The Pharmacists’ Defence Association, which is representing roughly 100 pharmacists whose roles were transferred to LloydsPharmacy via TUPE legislation when it bought the supermarket’s 280-strong pharmacy network in 2015, revealed today that following an April 2 preliminary hearing a tribunal judge schedule a final hearing to take place over four days next March.
This is in spite of a February liquidation filing that revealed LloydsPharmacy had just £8.2m at its disposal to service debts amounting to £293m – meaning there is “no realistic hope of securing anything more than a very small fraction of any compensation awarded if the claim is successful,” said PDA defence services director Mark Pitt.
The hearing will establish whether the claimants’ ‘enhanced redundancy’ entitlements – well in excess of the statutory entitlements the defunct company claimed it was liable for when it shuttered its Sainsbury’s branches last year – transferred over to their new roles via TUPE in 2015, or whether they lapsed at that point as the company has claimed.

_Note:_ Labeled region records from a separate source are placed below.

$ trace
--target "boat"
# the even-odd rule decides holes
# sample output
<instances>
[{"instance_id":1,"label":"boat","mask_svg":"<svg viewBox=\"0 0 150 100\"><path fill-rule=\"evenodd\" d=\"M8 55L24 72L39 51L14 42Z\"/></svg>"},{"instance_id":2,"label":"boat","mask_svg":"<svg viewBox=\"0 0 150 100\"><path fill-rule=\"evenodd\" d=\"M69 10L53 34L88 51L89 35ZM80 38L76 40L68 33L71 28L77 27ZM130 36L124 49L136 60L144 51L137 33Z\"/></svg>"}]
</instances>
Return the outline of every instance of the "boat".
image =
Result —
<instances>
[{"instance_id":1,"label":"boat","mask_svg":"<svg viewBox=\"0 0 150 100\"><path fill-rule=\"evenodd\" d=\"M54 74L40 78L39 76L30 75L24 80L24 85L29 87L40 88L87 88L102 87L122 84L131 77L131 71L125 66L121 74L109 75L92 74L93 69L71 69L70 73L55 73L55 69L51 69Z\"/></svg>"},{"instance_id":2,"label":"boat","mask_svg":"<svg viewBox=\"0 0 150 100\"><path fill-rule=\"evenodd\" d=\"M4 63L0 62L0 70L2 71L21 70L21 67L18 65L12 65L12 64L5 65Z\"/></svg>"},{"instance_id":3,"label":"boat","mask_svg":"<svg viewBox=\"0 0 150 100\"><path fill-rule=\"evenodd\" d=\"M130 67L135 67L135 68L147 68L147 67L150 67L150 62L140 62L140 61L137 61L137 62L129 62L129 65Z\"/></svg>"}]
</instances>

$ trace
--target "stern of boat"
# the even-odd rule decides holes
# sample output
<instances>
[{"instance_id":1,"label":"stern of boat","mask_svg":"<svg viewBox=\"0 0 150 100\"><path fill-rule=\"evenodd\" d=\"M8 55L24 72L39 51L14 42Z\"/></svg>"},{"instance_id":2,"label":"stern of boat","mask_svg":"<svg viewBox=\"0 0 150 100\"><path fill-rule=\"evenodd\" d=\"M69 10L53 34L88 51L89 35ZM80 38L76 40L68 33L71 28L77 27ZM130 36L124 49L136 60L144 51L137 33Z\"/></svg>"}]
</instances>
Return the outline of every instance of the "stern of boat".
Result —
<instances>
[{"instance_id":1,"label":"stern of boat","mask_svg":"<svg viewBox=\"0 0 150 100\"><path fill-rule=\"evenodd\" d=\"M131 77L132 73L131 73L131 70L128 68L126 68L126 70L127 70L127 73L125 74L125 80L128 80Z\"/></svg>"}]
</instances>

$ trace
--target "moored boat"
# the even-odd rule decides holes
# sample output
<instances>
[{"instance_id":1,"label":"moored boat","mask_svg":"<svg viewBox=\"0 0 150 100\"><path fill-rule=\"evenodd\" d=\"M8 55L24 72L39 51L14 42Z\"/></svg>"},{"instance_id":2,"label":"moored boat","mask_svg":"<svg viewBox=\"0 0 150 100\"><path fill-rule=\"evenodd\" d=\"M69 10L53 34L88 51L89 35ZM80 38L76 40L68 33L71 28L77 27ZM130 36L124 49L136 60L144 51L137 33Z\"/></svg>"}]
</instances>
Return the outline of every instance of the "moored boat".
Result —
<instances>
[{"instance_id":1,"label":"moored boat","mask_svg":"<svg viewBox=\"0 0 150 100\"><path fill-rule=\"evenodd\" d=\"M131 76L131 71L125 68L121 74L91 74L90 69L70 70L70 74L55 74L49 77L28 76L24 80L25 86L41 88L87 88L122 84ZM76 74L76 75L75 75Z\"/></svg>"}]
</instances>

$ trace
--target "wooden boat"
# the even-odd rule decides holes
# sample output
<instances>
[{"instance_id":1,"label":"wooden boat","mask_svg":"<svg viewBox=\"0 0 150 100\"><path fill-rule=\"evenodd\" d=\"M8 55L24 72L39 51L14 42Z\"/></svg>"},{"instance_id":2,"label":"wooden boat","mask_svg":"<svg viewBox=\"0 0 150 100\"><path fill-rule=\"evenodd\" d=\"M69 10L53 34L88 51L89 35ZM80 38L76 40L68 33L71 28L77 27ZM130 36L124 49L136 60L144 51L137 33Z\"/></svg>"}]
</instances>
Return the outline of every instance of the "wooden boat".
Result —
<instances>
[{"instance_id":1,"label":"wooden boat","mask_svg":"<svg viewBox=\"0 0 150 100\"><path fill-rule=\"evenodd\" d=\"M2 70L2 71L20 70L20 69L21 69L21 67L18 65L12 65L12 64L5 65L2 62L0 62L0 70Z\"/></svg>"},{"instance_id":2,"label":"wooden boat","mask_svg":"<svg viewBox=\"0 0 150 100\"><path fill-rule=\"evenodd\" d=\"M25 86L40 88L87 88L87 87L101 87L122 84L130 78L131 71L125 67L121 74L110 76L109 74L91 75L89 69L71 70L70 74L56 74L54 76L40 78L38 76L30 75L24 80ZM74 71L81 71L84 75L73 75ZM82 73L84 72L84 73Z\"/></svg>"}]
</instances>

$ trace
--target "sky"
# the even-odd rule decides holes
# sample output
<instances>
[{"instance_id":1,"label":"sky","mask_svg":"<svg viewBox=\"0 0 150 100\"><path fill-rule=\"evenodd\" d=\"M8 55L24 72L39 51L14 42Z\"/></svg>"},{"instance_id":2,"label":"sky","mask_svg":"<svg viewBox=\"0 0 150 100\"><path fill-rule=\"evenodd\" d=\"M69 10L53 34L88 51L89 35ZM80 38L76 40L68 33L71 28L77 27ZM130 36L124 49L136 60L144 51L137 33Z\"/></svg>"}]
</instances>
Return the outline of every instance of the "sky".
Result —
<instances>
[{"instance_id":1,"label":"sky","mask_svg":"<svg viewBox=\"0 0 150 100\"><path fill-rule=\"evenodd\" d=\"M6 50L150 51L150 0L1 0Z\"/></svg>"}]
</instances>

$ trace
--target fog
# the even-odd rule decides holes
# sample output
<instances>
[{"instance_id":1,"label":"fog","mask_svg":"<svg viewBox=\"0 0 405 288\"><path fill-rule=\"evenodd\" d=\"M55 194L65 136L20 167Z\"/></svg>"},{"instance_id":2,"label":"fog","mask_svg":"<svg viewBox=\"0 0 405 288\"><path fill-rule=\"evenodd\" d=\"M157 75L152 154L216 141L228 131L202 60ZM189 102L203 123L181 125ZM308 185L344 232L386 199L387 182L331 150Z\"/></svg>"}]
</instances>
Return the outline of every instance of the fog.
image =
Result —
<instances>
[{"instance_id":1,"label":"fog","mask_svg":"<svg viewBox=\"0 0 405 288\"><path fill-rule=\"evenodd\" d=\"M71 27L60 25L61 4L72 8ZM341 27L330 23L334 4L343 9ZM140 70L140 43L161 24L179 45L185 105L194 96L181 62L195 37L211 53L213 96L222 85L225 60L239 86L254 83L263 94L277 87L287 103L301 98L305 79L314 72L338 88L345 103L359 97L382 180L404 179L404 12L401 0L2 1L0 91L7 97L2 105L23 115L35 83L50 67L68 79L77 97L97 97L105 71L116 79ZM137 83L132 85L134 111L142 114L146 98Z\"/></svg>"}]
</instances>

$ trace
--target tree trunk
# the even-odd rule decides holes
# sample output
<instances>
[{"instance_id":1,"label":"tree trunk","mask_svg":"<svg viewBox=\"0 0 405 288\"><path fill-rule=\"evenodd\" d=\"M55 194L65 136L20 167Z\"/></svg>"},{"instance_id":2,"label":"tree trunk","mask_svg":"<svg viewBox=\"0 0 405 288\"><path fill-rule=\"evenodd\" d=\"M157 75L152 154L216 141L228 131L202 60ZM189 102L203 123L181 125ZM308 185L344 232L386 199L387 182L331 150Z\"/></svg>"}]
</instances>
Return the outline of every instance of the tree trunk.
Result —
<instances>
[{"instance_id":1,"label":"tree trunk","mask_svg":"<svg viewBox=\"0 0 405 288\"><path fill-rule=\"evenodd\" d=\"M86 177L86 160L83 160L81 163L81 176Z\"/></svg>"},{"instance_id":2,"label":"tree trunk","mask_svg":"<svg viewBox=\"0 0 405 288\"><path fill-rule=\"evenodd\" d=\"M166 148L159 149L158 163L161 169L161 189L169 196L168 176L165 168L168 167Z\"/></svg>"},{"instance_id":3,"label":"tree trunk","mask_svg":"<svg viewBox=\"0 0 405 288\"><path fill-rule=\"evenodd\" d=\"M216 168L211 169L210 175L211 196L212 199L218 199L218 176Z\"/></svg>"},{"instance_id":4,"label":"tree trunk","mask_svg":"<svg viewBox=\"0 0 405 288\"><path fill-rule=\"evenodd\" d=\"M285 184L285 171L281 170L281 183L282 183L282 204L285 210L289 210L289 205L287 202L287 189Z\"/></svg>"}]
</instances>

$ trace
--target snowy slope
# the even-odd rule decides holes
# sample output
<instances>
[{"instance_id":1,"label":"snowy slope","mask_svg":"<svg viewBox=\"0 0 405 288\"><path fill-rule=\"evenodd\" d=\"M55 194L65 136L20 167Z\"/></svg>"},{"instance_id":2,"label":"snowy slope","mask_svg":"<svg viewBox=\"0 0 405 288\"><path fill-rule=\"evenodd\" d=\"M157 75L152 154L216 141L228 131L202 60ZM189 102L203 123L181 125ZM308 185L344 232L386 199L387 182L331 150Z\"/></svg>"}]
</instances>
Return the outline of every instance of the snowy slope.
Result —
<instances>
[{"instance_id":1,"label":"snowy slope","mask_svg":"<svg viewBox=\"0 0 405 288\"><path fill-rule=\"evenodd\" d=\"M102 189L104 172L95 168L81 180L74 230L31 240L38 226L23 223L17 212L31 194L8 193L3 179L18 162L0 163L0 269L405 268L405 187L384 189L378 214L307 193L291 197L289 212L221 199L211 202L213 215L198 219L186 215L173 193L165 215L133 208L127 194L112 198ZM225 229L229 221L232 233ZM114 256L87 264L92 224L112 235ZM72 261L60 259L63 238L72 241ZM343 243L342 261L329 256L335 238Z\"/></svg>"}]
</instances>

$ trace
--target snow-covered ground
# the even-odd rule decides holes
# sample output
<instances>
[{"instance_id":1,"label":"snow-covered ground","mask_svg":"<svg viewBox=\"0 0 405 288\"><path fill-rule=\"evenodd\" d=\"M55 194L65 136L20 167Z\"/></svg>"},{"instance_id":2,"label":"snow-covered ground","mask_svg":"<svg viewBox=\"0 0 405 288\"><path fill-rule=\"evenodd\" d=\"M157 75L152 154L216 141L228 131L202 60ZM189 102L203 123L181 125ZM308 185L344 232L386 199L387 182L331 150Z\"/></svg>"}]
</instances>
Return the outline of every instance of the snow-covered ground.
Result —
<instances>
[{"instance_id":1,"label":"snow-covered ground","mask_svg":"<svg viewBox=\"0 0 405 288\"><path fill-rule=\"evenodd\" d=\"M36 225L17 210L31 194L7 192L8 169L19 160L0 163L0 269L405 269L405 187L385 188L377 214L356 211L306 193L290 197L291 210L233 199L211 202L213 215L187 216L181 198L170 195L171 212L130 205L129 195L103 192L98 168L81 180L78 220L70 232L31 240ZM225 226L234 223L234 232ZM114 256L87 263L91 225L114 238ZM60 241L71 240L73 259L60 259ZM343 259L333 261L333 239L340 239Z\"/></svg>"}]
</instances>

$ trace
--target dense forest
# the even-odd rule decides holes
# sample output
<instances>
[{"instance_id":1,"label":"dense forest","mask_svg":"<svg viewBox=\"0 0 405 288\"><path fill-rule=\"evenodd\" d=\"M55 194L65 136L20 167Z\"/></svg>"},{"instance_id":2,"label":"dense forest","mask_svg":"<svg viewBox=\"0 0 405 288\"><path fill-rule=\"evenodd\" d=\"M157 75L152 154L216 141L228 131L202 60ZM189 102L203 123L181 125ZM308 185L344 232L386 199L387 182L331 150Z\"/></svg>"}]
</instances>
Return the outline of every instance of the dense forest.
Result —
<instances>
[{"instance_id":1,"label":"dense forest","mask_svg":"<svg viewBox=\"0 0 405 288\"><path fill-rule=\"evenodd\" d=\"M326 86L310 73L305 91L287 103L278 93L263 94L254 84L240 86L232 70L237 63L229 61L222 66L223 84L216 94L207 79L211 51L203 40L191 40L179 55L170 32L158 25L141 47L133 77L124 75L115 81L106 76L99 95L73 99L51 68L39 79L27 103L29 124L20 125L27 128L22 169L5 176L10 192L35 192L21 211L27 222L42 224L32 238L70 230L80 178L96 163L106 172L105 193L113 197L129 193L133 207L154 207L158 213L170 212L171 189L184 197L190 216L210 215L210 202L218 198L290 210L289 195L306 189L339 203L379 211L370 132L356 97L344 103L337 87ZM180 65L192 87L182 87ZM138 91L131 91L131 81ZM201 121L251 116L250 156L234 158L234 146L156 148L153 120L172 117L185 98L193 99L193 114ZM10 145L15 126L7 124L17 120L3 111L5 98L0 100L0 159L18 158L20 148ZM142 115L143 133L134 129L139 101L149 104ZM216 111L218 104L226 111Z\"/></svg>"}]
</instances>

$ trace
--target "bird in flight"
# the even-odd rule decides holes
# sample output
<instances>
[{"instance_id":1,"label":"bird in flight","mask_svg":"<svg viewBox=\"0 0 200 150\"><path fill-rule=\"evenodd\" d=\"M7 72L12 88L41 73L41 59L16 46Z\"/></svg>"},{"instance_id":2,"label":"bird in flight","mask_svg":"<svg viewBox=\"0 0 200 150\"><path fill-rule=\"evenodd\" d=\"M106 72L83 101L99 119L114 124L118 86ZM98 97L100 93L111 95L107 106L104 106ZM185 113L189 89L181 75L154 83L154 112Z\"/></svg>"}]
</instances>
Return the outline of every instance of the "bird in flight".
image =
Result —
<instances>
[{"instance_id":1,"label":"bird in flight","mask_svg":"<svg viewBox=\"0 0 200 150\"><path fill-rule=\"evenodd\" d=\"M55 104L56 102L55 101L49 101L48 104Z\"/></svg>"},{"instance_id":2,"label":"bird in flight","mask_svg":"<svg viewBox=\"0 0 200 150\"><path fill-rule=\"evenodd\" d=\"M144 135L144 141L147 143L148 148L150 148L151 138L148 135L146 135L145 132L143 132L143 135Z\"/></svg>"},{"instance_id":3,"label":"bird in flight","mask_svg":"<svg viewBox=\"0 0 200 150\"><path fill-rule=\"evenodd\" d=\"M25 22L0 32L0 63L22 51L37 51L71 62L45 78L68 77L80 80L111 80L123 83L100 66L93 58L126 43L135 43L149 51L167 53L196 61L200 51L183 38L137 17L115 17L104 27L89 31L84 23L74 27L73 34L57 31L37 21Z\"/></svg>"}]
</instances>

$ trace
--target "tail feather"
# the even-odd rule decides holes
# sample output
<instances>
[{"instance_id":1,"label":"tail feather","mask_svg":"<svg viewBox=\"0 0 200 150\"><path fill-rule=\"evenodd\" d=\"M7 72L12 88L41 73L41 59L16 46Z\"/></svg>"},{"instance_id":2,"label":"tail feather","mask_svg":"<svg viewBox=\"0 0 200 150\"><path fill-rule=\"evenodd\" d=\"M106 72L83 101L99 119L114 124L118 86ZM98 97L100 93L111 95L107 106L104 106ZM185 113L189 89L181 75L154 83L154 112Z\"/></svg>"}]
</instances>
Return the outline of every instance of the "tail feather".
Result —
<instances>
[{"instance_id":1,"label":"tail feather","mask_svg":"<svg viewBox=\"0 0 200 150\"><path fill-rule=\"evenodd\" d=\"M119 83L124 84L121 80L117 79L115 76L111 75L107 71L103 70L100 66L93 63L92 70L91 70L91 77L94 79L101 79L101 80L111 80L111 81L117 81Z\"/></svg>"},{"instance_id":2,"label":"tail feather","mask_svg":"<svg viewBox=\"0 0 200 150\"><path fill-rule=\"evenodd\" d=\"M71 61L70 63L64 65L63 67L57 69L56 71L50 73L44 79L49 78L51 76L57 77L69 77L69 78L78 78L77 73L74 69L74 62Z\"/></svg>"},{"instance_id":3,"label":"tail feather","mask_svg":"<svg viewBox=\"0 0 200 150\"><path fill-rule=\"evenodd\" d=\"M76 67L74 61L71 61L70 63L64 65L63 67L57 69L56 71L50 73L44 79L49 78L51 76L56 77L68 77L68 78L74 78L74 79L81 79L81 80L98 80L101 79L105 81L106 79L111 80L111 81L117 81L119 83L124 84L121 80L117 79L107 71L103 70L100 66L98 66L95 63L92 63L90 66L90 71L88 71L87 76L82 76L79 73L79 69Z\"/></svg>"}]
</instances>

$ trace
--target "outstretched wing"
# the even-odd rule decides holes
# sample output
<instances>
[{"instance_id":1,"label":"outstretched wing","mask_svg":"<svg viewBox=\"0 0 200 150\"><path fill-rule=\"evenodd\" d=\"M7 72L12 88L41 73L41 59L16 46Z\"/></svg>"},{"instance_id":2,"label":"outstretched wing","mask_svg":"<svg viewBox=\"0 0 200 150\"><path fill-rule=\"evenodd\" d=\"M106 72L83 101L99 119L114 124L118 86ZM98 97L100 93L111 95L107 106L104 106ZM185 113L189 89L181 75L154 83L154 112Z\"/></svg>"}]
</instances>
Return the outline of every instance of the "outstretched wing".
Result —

“The liquidators on behalf of the company previously called LloydsPharmacy Ltd will be calling three witnesses for the hearing,” Mr Pitt said, adding that these are “believed to be” the company’s former grievance and appeal managers as well as a representative from Sainsbury’s.
Representing the pharmacists will be one lead claimant and a PDA Union official “with the union exploring the option of calling a further witness from Sainsbury’s,” Mr Pitt said.
He remarked: “The PDA recognises the strong feeling held by many of the claimant about the desire to hold LloydsPharmacy to account for the loss of their enhanced redundancy entitlement.
“Due to the large number of members involved in the claim and because the great majority of the legal costs involved in the case have already been incurred, the PDA has decided to continue to support the case to a hearing.”